Probably not–remember, skin cells may still be forming on the inside, where you can’t see them.  Even when your flesh tunnel is covered with new skin cells, or epithelials, they are still new and weak, easily damaged with jewelry changes (especially with externally threaded jewelry) or rough treatment.

Stage 3: There’s a final stage, the toughening stage, which often gets short shrift in the initial concern (okay, fine:  paranoia) over our piercings.  This is the stage where the skin cells become smooth and tough,the inside of the channel is sealed, the jewelry moves easily through the piercing (usually), and changes of jewelry don’t bother it (usually).  This takes time!

If you want to use your piercings for rough body play, hang weights from them, wear nipple shields or dangly jewelry–wait until they are fully healed and toughened up.  And I’m talking possibly a year or two, maybe, depending on the body part.

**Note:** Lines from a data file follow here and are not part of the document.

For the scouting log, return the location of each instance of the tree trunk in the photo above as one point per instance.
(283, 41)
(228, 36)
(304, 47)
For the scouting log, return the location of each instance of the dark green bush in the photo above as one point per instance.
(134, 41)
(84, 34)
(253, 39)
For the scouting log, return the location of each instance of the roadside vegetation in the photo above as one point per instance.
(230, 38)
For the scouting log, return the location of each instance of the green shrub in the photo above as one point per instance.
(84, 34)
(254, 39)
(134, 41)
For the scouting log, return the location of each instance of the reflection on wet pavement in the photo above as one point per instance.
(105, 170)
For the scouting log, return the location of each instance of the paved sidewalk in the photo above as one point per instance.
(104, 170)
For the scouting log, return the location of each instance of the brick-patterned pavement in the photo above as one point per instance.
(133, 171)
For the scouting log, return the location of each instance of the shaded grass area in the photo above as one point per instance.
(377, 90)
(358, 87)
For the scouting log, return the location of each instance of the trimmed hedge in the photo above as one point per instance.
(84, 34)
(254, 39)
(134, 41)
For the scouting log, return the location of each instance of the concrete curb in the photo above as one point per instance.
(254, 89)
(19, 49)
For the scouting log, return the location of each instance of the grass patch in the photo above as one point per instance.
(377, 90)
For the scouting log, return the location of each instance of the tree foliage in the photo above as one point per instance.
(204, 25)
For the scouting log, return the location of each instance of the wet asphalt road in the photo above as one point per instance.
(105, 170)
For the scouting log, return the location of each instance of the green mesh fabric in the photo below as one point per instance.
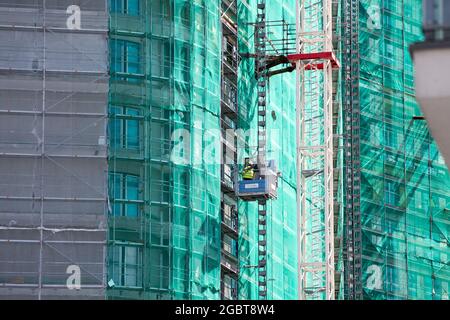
(282, 219)
(405, 186)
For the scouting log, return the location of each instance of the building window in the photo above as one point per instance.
(125, 194)
(124, 128)
(125, 56)
(160, 58)
(392, 193)
(126, 265)
(129, 7)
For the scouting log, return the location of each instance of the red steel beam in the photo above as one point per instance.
(328, 55)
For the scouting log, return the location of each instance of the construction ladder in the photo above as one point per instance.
(352, 239)
(262, 79)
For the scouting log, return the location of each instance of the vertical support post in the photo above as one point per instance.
(261, 74)
(315, 152)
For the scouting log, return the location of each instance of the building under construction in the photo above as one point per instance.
(125, 126)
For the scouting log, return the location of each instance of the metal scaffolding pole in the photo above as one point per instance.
(315, 62)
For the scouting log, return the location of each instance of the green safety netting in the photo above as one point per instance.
(164, 225)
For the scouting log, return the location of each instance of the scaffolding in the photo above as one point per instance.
(315, 63)
(53, 88)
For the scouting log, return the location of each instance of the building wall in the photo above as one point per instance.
(53, 96)
(169, 221)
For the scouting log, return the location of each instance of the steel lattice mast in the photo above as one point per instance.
(315, 62)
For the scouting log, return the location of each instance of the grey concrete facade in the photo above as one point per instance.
(53, 149)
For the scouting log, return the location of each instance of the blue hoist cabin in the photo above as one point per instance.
(257, 182)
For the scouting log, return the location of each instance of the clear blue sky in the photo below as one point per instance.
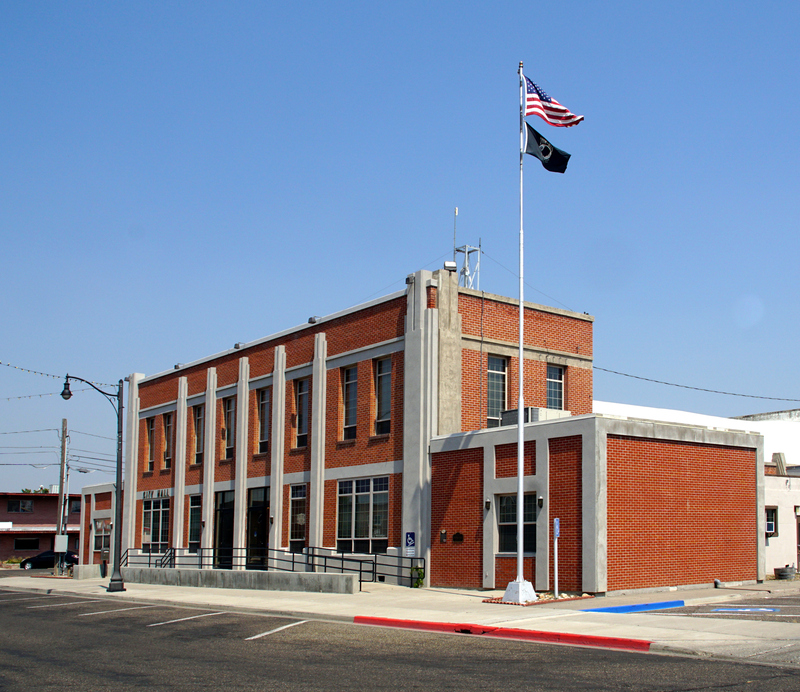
(176, 177)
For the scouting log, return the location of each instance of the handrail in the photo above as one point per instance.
(370, 568)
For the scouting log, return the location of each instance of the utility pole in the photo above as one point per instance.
(61, 529)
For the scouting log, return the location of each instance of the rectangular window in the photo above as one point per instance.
(350, 401)
(496, 387)
(383, 396)
(199, 433)
(150, 426)
(20, 506)
(26, 544)
(507, 524)
(262, 397)
(301, 404)
(229, 433)
(102, 534)
(772, 521)
(297, 519)
(555, 387)
(168, 440)
(195, 522)
(363, 516)
(155, 526)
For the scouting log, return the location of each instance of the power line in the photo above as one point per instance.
(102, 437)
(46, 374)
(698, 389)
(21, 432)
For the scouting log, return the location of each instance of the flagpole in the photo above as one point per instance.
(521, 591)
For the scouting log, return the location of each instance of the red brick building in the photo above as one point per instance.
(340, 434)
(28, 523)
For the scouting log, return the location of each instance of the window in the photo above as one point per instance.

Be gentle with them and give them the time they need with your jewelry in place.  Go sloooowly with stretches! The rule of thumb that I’ve heard is to wait three times as long as the initial healing period between each stretch.  Let your piercing toughen up between so there are no rips or tears.

Some piercings will continue to get crusty through their lives and still be well-healed (notably, nipples); others may just exude sebum, a smelly skin wax.  All piercings, when healed, still need regular cleaning with soap and water as part of a piercee’s routine.